You also dropped out of your PhD at a similar age, way before it was the cool thing to do.
Well, I mean, I was like, 20. Also computer science is a little different. I was always a math kid, and then I was 13 and I realized that differential equations are hard, which meant I was not going to be a mathematician. So I had to do something gay, right?
I'm wondering if you have any tales and life lessons you can pass on from that period of your life, after you quit academia and before you became the world's leading critical race theorist.
I have a million! (I am not the world’s leading critical race theorist—that would be a Siberian shaman known only as “Hakan”—from whom I have learned but little.) I would tell them all here, but I just told a bunch to some doofus who is writing a book. I kind of like him and it might cut in on his sales, don’t you think?
Is there stuff that went well that you should've done earlier? On the flip side, did you make any mistakes of youth that were costly in terms of time, energy, and power?
I made nothing but mistakes. I made so many mistakes it would freeze your bones. I took the wrong jobs, had the wrong friends, said the wrong things, and dated the wrong women. And it took especially hard work not to be an early Google employee or at least just Bitcoin whale—but I was up to that task.
Every regime change comes with a new elite class, a la Pareto. Eventually, the gods will decide that enough is enough and give /ourguy/s a chance to rule. What should a young man be doing now so that he is ready to jump into the patrician class and rule when the opportunity presents itself?
He should be doing more or less the same thing he should be doing if the gods do not so decide, or if there be no gods at all: succeeding.
Right now, I've been focusing on moneymaxxing and gymcelling.
I would add bookmaxxing and sarging. If you’re still on campus you can combine them by chatting up freshman girls in the library, like a creep. Just use your old ID card. You may ace the Putnam, but you are not yet worthy until you have made a girl moan.
Is this enough to become worthy? It seems to me like the above is the most efficient route for a young reactionary to gain a modicum of power.

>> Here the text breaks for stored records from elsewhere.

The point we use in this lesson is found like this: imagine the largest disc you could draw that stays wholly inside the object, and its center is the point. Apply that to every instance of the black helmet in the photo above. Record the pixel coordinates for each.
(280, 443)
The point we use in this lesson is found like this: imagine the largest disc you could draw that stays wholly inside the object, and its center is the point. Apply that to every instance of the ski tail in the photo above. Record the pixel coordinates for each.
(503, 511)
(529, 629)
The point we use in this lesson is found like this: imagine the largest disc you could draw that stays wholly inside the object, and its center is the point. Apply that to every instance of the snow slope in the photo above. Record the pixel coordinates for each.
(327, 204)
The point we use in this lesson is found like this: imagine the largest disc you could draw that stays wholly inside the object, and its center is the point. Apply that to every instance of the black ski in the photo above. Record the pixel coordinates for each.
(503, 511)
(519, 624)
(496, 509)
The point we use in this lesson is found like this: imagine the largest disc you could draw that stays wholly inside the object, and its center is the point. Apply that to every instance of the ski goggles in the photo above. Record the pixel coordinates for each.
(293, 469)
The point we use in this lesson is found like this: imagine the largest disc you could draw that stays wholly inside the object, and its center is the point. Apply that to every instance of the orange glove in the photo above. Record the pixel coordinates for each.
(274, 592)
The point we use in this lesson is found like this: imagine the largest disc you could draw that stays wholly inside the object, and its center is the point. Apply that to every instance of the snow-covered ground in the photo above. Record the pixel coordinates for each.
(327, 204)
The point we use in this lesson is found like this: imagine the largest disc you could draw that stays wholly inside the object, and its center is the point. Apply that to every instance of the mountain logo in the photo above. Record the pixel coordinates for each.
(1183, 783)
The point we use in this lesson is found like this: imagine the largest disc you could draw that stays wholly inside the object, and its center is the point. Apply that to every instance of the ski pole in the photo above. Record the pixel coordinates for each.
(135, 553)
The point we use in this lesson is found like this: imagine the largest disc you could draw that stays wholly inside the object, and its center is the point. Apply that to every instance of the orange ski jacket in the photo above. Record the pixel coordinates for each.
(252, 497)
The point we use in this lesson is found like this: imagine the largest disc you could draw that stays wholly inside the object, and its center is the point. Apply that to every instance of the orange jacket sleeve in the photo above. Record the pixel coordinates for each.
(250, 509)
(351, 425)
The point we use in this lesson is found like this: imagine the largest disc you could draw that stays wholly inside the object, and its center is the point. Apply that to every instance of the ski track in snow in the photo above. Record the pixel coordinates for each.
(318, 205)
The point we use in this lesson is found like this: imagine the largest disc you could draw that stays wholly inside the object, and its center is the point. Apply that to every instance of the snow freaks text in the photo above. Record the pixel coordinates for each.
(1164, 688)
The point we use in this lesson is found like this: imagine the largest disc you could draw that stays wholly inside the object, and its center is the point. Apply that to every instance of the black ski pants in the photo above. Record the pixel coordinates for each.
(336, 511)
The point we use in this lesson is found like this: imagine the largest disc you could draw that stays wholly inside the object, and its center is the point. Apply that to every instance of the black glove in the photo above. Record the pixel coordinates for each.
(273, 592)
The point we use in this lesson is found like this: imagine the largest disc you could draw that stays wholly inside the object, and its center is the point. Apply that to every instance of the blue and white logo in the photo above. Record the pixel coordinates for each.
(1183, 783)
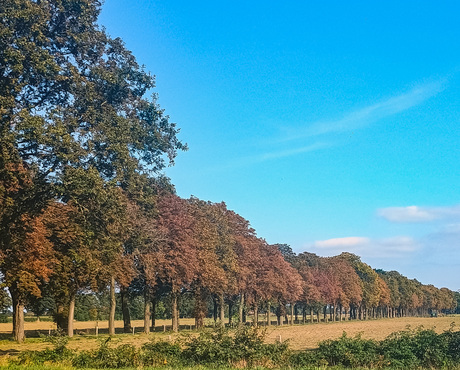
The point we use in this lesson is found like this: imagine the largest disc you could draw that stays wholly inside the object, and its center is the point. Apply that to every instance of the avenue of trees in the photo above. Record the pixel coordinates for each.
(84, 207)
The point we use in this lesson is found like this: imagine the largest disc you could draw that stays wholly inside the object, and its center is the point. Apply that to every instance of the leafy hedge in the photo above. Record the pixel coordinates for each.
(409, 349)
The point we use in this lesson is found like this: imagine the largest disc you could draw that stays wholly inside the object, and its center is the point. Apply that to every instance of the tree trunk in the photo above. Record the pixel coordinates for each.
(200, 307)
(230, 312)
(175, 312)
(125, 310)
(214, 311)
(18, 318)
(269, 319)
(154, 309)
(241, 319)
(222, 309)
(61, 317)
(147, 312)
(113, 304)
(71, 316)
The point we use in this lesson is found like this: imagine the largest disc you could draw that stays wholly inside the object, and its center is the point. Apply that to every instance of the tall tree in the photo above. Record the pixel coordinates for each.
(70, 97)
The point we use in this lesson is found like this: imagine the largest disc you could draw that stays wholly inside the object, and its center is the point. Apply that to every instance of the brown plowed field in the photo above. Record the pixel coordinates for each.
(299, 336)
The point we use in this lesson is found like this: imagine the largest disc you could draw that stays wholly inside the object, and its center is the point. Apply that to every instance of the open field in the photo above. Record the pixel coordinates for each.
(300, 336)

What would you do in my situation to go from literally 0 power to something non-negligible?
Go to law school?
But only a top school of course. In any top-tier institution you’ll find /ourguys/ are there—the closer to the top, the more of them there are. You’ll have to practice ketman, of course—but if you can ace the Putnam…

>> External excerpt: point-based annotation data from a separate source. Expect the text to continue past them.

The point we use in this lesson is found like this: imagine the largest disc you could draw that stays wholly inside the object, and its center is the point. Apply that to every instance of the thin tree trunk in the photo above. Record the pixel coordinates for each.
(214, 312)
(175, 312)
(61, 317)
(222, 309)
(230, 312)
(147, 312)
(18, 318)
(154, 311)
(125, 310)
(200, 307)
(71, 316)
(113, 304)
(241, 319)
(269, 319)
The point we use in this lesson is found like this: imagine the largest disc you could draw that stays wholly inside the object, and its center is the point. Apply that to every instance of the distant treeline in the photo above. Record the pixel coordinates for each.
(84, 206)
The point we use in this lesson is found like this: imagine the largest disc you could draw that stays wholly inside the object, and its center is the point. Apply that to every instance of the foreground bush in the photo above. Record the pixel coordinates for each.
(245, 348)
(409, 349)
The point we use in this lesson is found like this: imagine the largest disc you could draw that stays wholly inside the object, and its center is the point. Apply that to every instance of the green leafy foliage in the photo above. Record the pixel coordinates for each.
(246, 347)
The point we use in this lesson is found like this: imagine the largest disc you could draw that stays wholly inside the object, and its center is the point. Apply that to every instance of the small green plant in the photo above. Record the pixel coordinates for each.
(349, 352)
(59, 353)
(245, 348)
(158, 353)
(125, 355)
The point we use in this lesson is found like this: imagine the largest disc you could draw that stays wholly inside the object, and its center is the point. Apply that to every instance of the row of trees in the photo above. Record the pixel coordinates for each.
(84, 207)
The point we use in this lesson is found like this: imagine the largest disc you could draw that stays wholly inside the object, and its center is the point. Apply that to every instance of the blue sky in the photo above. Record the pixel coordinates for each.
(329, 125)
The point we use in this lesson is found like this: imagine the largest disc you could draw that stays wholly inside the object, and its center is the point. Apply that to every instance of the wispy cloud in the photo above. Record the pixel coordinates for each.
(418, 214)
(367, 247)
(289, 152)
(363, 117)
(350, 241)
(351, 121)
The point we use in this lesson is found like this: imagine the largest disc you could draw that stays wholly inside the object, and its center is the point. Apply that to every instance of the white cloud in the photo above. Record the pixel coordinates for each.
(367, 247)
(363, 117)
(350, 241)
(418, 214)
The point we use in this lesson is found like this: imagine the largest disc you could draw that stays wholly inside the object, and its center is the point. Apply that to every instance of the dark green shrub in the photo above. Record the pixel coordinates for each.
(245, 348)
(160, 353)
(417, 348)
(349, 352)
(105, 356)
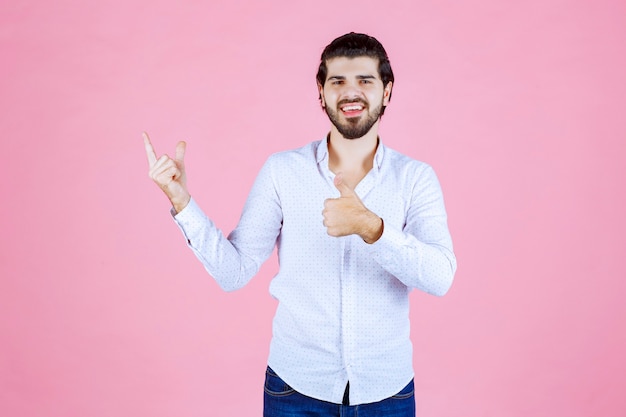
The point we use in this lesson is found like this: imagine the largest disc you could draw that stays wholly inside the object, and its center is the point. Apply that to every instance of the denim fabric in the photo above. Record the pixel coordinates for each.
(280, 400)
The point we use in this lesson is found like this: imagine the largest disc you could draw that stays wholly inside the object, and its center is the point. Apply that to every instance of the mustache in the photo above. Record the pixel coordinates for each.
(352, 101)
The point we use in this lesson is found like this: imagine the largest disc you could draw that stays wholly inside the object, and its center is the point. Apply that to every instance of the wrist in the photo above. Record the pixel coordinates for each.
(375, 231)
(180, 203)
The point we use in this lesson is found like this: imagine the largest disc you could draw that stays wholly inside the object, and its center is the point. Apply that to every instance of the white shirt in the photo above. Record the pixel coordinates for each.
(343, 306)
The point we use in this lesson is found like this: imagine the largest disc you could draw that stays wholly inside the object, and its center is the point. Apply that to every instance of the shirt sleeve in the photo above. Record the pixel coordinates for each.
(234, 259)
(420, 254)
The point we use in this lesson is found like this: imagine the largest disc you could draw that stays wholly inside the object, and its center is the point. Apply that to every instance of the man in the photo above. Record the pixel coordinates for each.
(357, 226)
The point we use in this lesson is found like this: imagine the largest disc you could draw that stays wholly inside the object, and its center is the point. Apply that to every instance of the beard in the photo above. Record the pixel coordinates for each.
(354, 127)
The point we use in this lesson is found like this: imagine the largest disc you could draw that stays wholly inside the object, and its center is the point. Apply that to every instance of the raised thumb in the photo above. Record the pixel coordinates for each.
(180, 151)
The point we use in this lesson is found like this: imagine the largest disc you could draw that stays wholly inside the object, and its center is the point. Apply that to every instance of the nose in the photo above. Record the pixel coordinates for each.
(351, 90)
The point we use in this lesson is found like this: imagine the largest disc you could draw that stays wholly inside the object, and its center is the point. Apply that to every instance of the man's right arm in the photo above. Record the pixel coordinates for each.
(231, 260)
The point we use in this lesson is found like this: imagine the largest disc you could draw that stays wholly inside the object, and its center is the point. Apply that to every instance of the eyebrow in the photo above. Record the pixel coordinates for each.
(360, 77)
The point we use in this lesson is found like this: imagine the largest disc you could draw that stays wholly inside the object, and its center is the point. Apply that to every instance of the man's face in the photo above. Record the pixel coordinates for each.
(353, 95)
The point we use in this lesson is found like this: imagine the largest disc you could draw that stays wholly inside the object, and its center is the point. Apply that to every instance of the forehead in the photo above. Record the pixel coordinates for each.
(345, 67)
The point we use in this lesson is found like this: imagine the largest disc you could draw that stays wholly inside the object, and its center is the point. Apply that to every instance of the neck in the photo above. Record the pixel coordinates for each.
(352, 155)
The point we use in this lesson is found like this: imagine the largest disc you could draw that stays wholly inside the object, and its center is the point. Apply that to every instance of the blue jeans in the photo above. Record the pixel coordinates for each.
(280, 400)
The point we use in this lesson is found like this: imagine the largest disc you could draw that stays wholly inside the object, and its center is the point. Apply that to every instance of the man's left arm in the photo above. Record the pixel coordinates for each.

The next regime is always made of parts of the old regime. But it is never made of the dregs of the old regime—but of its most successful parts. While there are plenty of ways to succeed, it is simply a cope to suggest that any prospective regime change would obviate the need to succeed in the present regime. Statusmax, Abdullah!
I dropped out of a top-tier science PhD program 20 years ago because I found it intolerable then. Though it wasn't until recently that Curtis here pegged exactly why it bugged the crap out of me at a visceral level. They weren't doing science, they were doing bureaucracy with a veneer of science. I was still young and foolish at the time, refusing to think that such purity should be allowed to be corrupted. 20 years later, I have not embraced the bureaucracy, but I know how to manipulate it to my ends. As far as I can tell, that's as good as it gets.
If you’re thinking about pursuing power and you have a math background, crypto seems like the very obvious answer.
Power is the capacity to affect change on the world. One of the most effective ways to do this is with money. It might make sense to master one or more of these micro-economies. It’s about to be a game changer.